# Naive Bayes

![Logo Tec de Monterrey](https://javier.rodriguez.org.mx/itesm/2014/tecnologico-de-monterrey-blue.png)

**Author**: Mario Ignacio Frias Piña  
**Assignment**: Advanced Artificial Intelligence for Data Science I  
**Teacher**: Dr. Esteban Castillo Juarez  
**Date**: September 8 2024

## Introduction

In this notebook, we explore the Naive Bayes algorithm, a fundamental machine learning model known for its simplicity and efficiency in text classification tasks. Naive Bayes works on the assumption that the features are independent, which, while not always true in real-world data, leads to effective classification results in a wide range of applications, particularly in Natural Language Processing (NLP).
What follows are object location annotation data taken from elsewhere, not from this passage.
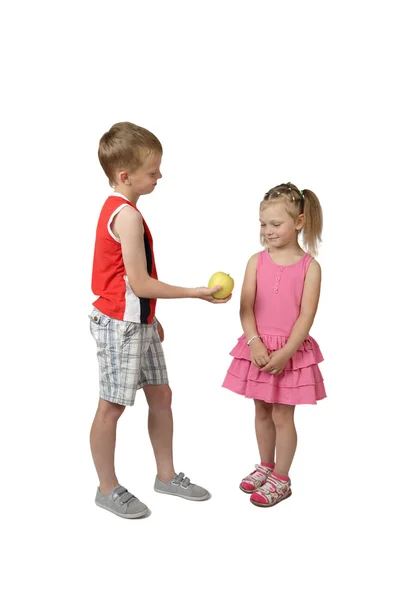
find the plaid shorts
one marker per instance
(130, 356)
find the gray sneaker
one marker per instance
(181, 486)
(121, 503)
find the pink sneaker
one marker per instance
(256, 479)
(273, 491)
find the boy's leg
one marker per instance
(102, 443)
(160, 425)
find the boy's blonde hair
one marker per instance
(297, 203)
(126, 146)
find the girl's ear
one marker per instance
(300, 222)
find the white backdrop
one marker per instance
(243, 96)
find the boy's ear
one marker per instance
(123, 177)
(300, 222)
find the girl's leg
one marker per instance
(286, 437)
(265, 431)
(102, 443)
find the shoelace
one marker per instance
(258, 474)
(181, 480)
(123, 495)
(271, 485)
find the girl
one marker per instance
(276, 360)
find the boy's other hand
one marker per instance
(207, 294)
(160, 331)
The project focuses on training a Naive Bayes model on a dataset, analyzing its performance, and applying various strategies such as feature selection, rebalancing, and handling stopwords to enhance the model's accuracy. Through this exploration, we aim to understand the strengths and limitations of Naive Bayes in text classification scenarios.

## Experimentation

### Naive Bayes Algorithm

The Naive Bayes algorithm is a probabilistic classification technique based on Bayes' Theorem. It assumes that the features in a dataset are conditionally independent given the class label, which simplifies the computation of the posterior probability for classification. Despite this "naive" assumption of feature independence, the algorithm performs well in many practical applications, particularly in text classification and spam detection.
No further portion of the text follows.